Here is another profile:

•    His name, when translated from Hebrew, means “God saves”
•    He descended from a man named Joseph
•    He had a humble, obscure beginning but rose to a place of honor
•    He was anointed by God
•    He was filled with God’s Spirit
•    He led and shepherded his people
•    He did for God’s people what Moses could not do
•    He delivered God’s people from the enemies of God
•    He promised rest and provided it
This appears to be another succinct, ancient description of Jesus, but like the first, it isn’t describing Jesus. This is the Old Testament description of Joshua. 
•    He was the special object of his father’s love
•    He was underestimated and discounted by his own family
•    He had the ability to resist a temptation
•    He fed bread to people to relieve their hunger
•    He accurately foretold the future
•    He was sold by someone he trusted for pieces of silver
•    He was stripped of his robe and delivered to Gentiles
•    He stood before rulers in the assembly
•    He was falsely accused
•    His own people did not recognize him

Once again, this ancient list of attributes sounds like Jesus, even though it describes Joseph from the Old Testament.  




•    He was a descendant of Abraham and of the tribe of Judah
•    He was born in the town of Bethlehem
•    He burst onto the scene from an unlikely social position
•    He was anointed by God to lead his people
•    He was both shepherd and king
•    He amazed the elders as a young man
•    He spent time in the wilderness
•    He had no place to lay his head
•    His popularity angered the leaders of the time
•    He was betrayed by those he served
•    He trusted God in the face of adversity
This is also an ancient record describing someone other than Jesus (even though it sounds a lot like Him).

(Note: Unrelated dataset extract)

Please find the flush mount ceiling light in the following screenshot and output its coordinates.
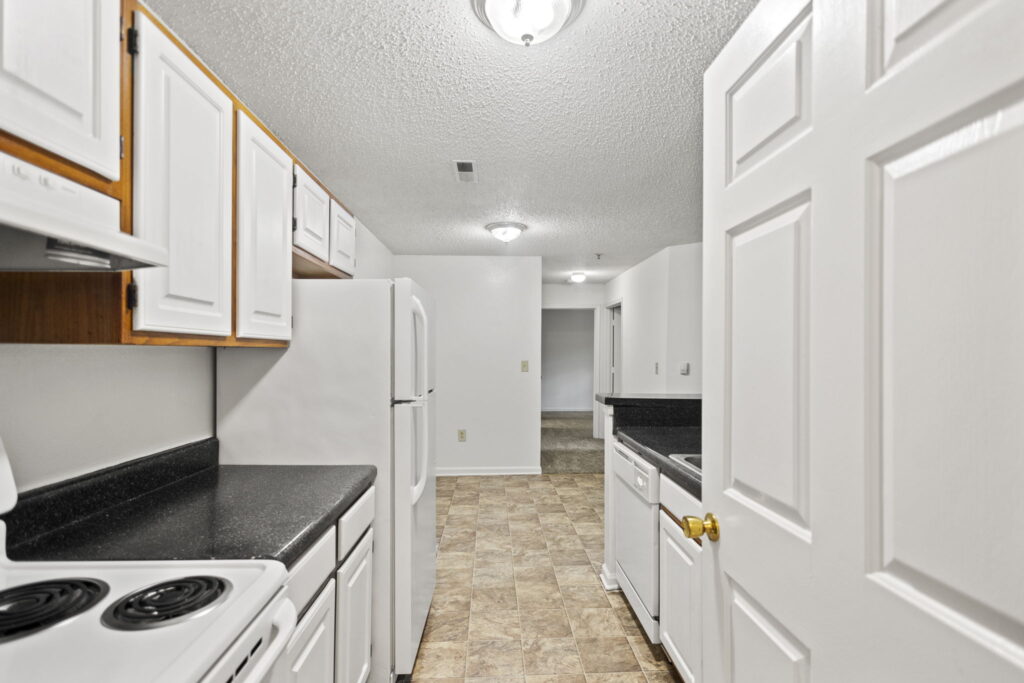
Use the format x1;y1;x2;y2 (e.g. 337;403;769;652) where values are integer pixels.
485;220;526;243
472;0;585;47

This time, it’s an Old Testament description of King David.
•    His name, when translated from Hebrew, means “God is salvation”
•    His ministry started at the Jordan River
•    He received the Spirit of his Father
•    He was surrounded by more disciples than his predecessor
•    He was attested by God with miracles, signs, and wonders
•    He raised a woman’s adult son from the grave
•    He fed many people with just a few loaves and had more to spare
•    He healed a leper
•    He gave sight to the blind
•    He fed the hungry
•    He was betrayed for money
Although it sounds like Jesus, this time we’re describing the Old Testament prophet Elisha.
•    He preached repentance to Gentiles
•    He knew that salvation belongs to the Lord
•    He slept on a boat during a storm
•    He acted and the power of God calmed the storm
•    He chose to sacrifice himself for others
•    He spent three days in darkness, given up for dead
•    After three days, he escaped death and taught for forty days
This final description also sounds like Jesus of Nazareth, but it’s the Old Testament prophet Jonah.

YSPISW: What point are you making with all this evidence from the OT about the presence of the gospel and the predictive profiles that point to Jesus?

Answer: Because of the kindness and grace of God, sinners have never been without the good news! 

It’s always been the day of salvation. Therefore, we are still under mandate to tell all the other beggars where we have found bread.